Note that the difference with the method trainObject() is that here you directly provide the id to be used for the object, while the trainObject() method returns one id that is computed automatically.
input | each row of this matrix represents a point in the feature space belonging to one single class. | |
id | this id will be used for the class represented by the points in the input matrix. | |
pointIds | each point in the input matrix will have its own ID, given by the entries in this vector, which must have the same size than the number of rows of input. |
virtual bool lti::kNNClassifier::trainObjectId | ( | const dmatrix & | input, | |
const int | id | |||
) | [virtual] |
Adds an object to this classifier.
The object ID is given by the user.
After you have trained several objects, you must call the build() method to finish the training process. If you don't do it, the classifier will ignore everything you have provided.
This is an alternative method to train(). You cannot add further objects after you have called train, nor can you call train() after calling this method, since all data provided with trainObject would be removed. In other words, you must decide if you want to supply all objects separately or if you want to give them all simultaneously, but you cannot combine both methods.

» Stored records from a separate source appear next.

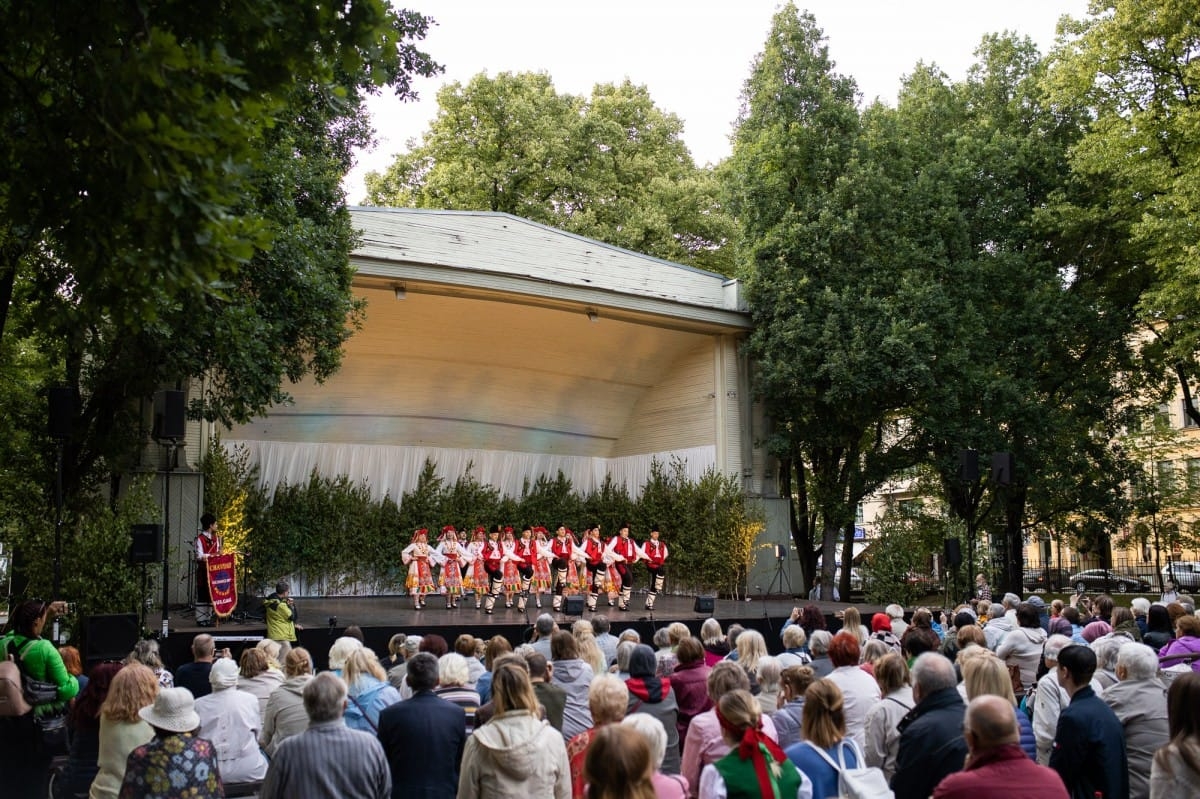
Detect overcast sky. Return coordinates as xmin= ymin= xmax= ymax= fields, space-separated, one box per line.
xmin=346 ymin=0 xmax=1087 ymax=203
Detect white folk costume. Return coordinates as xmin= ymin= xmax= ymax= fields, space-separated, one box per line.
xmin=642 ymin=525 xmax=667 ymax=611
xmin=401 ymin=528 xmax=437 ymax=609
xmin=607 ymin=524 xmax=642 ymax=611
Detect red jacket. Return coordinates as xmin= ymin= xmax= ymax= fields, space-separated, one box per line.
xmin=934 ymin=744 xmax=1068 ymax=799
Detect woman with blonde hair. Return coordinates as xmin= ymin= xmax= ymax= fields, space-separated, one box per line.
xmin=88 ymin=663 xmax=158 ymax=799
xmin=457 ymin=661 xmax=571 ymax=799
xmin=583 ymin=725 xmax=658 ymax=799
xmin=962 ymin=650 xmax=1038 ymax=761
xmin=700 ymin=689 xmax=811 ymax=799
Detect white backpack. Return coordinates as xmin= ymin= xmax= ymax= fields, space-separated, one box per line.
xmin=804 ymin=738 xmax=895 ymax=799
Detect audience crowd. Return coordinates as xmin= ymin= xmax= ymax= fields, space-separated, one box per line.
xmin=7 ymin=590 xmax=1200 ymax=799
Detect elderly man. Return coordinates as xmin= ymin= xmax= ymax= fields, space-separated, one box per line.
xmin=258 ymin=672 xmax=391 ymax=799
xmin=934 ymin=695 xmax=1067 ymax=799
xmin=1100 ymin=643 xmax=1171 ymax=799
xmin=1050 ymin=644 xmax=1129 ymax=799
xmin=892 ymin=651 xmax=964 ymax=799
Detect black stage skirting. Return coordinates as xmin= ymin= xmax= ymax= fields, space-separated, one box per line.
xmin=160 ymin=594 xmax=883 ymax=668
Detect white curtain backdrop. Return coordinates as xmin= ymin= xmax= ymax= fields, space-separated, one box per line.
xmin=222 ymin=440 xmax=716 ymax=503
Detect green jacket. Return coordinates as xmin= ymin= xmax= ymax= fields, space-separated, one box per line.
xmin=0 ymin=632 xmax=79 ymax=702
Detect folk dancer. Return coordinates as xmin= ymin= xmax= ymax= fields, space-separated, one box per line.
xmin=401 ymin=527 xmax=437 ymax=611
xmin=196 ymin=513 xmax=224 ymax=627
xmin=583 ymin=524 xmax=612 ymax=613
xmin=516 ymin=524 xmax=541 ymax=613
xmin=642 ymin=524 xmax=667 ymax=611
xmin=481 ymin=524 xmax=504 ymax=615
xmin=467 ymin=524 xmax=487 ymax=611
xmin=530 ymin=524 xmax=554 ymax=608
xmin=606 ymin=522 xmax=643 ymax=611
xmin=550 ymin=522 xmax=577 ymax=612
xmin=437 ymin=524 xmax=470 ymax=608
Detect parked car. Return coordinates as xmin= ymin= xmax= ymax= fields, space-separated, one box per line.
xmin=1163 ymin=560 xmax=1200 ymax=591
xmin=1021 ymin=566 xmax=1072 ymax=591
xmin=1070 ymin=569 xmax=1150 ymax=594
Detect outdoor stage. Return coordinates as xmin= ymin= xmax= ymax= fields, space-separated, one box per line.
xmin=160 ymin=594 xmax=882 ymax=668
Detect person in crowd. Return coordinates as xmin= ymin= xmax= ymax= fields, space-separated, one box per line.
xmin=524 ymin=651 xmax=566 ymax=732
xmin=776 ymin=624 xmax=812 ymax=668
xmin=118 ymin=686 xmax=223 ymax=799
xmin=698 ymin=683 xmax=811 ymax=799
xmin=996 ymin=602 xmax=1046 ymax=690
xmin=0 ymin=600 xmax=79 ymax=799
xmin=263 ymin=579 xmax=304 ymax=644
xmin=1141 ymin=603 xmax=1175 ymax=653
xmin=671 ymin=636 xmax=713 ymax=752
xmin=571 ymin=619 xmax=608 ymax=674
xmin=890 ymin=652 xmax=967 ymax=799
xmin=1050 ymin=645 xmax=1129 ymax=799
xmin=566 ymin=674 xmax=633 ymax=799
xmin=54 ymin=648 xmax=120 ymax=797
xmin=258 ymin=647 xmax=312 ymax=756
xmin=962 ymin=651 xmax=1038 ymax=761
xmin=700 ymin=608 xmax=724 ymax=668
xmin=1150 ymin=673 xmax=1200 ymax=799
xmin=934 ymin=695 xmax=1067 ymax=799
xmin=625 ymin=644 xmax=680 ymax=774
xmin=592 ymin=613 xmax=617 ymax=671
xmin=825 ymin=632 xmax=880 ymax=748
xmin=238 ymin=647 xmax=283 ymax=727
xmin=258 ymin=672 xmax=391 ymax=799
xmin=549 ymin=630 xmax=595 ymax=740
xmin=342 ymin=647 xmax=403 ymax=734
xmin=194 ymin=657 xmax=266 ymax=782
xmin=583 ymin=725 xmax=656 ymax=799
xmin=125 ymin=638 xmax=175 ymax=687
xmin=809 ymin=630 xmax=834 ymax=679
xmin=768 ymin=666 xmax=817 ymax=750
xmin=1100 ymin=638 xmax=1171 ymax=799
xmin=457 ymin=657 xmax=571 ymax=799
xmin=864 ymin=653 xmax=916 ymax=782
xmin=90 ymin=663 xmax=158 ymax=799
xmin=379 ymin=653 xmax=467 ymax=799
xmin=1158 ymin=614 xmax=1200 ymax=672
xmin=175 ymin=632 xmax=216 ymax=699
xmin=682 ymin=661 xmax=779 ymax=797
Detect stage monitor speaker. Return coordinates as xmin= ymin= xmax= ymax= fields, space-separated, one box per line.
xmin=130 ymin=524 xmax=162 ymax=563
xmin=83 ymin=613 xmax=138 ymax=663
xmin=47 ymin=386 xmax=74 ymax=438
xmin=946 ymin=539 xmax=962 ymax=569
xmin=154 ymin=390 xmax=187 ymax=440
xmin=991 ymin=452 xmax=1013 ymax=486
xmin=959 ymin=450 xmax=979 ymax=482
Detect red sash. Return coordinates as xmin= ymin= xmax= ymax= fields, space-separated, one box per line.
xmin=206 ymin=554 xmax=238 ymax=619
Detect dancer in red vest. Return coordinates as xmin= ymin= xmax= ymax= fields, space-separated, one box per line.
xmin=642 ymin=524 xmax=667 ymax=611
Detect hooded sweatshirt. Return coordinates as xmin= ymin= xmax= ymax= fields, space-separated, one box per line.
xmin=458 ymin=710 xmax=571 ymax=799
xmin=625 ymin=644 xmax=680 ymax=774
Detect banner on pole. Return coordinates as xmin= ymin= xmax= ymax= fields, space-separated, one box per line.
xmin=208 ymin=554 xmax=238 ymax=619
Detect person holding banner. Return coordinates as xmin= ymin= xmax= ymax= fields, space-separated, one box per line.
xmin=194 ymin=513 xmax=222 ymax=627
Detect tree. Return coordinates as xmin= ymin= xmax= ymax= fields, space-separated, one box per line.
xmin=726 ymin=4 xmax=946 ymax=595
xmin=1050 ymin=0 xmax=1200 ymax=423
xmin=367 ymin=72 xmax=734 ymax=274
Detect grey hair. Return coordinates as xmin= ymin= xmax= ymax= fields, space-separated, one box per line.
xmin=1117 ymin=642 xmax=1158 ymax=680
xmin=304 ymin=672 xmax=346 ymax=725
xmin=1042 ymin=633 xmax=1075 ymax=663
xmin=809 ymin=630 xmax=833 ymax=657
xmin=912 ymin=651 xmax=958 ymax=697
xmin=620 ymin=713 xmax=667 ymax=771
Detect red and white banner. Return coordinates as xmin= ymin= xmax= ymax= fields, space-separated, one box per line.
xmin=208 ymin=554 xmax=238 ymax=619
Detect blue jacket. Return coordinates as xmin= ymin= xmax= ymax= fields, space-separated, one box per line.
xmin=1050 ymin=685 xmax=1129 ymax=799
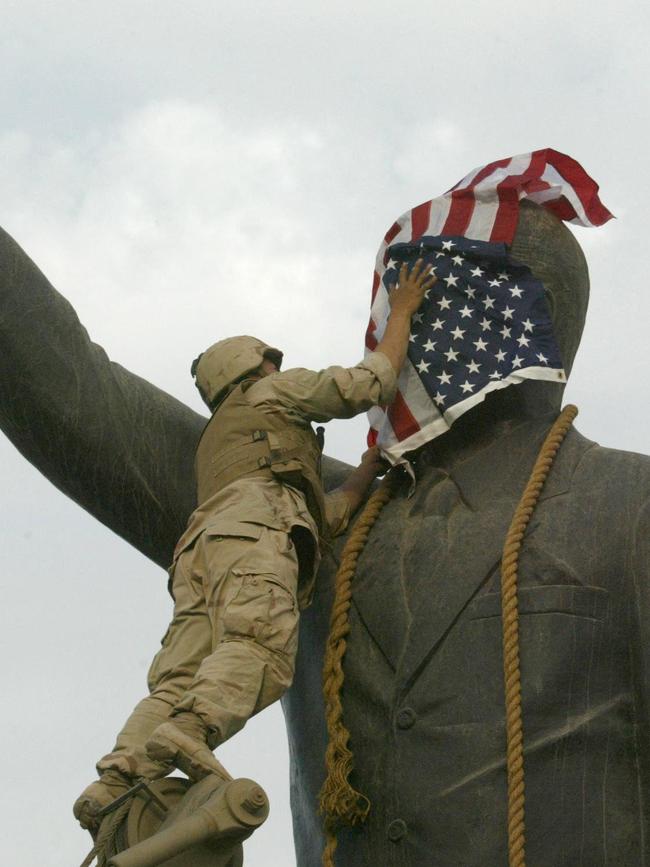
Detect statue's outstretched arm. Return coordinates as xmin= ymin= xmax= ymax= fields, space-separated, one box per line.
xmin=0 ymin=229 xmax=350 ymax=567
xmin=0 ymin=229 xmax=205 ymax=566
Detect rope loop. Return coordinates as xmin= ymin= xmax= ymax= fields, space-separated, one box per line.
xmin=320 ymin=470 xmax=401 ymax=867
xmin=501 ymin=404 xmax=578 ymax=867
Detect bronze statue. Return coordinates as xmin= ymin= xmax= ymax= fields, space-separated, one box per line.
xmin=0 ymin=181 xmax=650 ymax=867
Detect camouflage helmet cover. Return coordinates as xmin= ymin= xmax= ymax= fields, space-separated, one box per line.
xmin=192 ymin=335 xmax=282 ymax=409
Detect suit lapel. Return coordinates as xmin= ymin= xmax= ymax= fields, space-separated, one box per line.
xmin=353 ymin=419 xmax=593 ymax=683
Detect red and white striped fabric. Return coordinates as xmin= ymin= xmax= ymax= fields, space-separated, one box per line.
xmin=366 ymin=148 xmax=612 ymax=464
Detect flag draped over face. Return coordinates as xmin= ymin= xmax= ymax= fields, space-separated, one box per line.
xmin=366 ymin=148 xmax=612 ymax=463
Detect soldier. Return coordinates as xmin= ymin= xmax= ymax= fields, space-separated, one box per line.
xmin=74 ymin=261 xmax=435 ymax=832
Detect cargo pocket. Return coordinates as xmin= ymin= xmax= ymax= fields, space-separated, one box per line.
xmin=223 ymin=569 xmax=298 ymax=654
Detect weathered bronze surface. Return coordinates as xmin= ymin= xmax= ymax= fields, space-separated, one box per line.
xmin=0 ymin=206 xmax=650 ymax=867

Note that the difference with the method trainObject() is that here you directly provide the id to be used for the object, while the trainObject() method returns one id that is computed automatically.
As id for each point in the given matrix will be used the row index plus the number of points trained until now, i.e. just the successive numeration of each sample point will be continued.
input | each row of this matrix represents a point in the feature space belonging to one single class. | |
id | this id will be used for the class represented by the points in the input matrix. |
virtual bool lti::kNNClassifier::write | ( | ioHandler & | handler, | |
const bool | complete = true | |||
) | const [virtual] |
write the classifier in the given ioHandler
handler | the ioHandler to be used | |
complete | if true (the default) the enclosing begin/end will be also written, otherwise only the data block will be written. |
Reimplemented from lti::classifier.
std::vector<double> lti::kNNClassifier::classWeight [protected] |
Optionally, a scalar weight for each can be applied, as a-priori value.
The std::vector is used due to the push_back interface.
It is accessed with the internal id.
treeType lti::kNNClassifier::databaseTree [protected] |
The database with accelerated nearest neighbor search.
The kdTree uses as n-dimensional points dvectors and as data requires a std::pair containing the class id and the point id.
idMap_type lti::kNNClassifier::idMap [protected] |
Map from external id to internal id, used for training.
int lti::kNNClassifier::maxPointsPerClass [protected] |
Maximum number of points per class.
This attribute is valid only after the complete training process
int lti::kNNClassifier::minPointsPerClass [protected] |
Minimum number of points per class.
This attribute is valid only after the complete training process
int lti::kNNClassifier::nClasses [protected] |
Number of classes currently in the classifier.
Referenced by getColumnId().
idMap_type lti::kNNClassifier::rIdMap [protected] |
Map from internal to external id, used for training.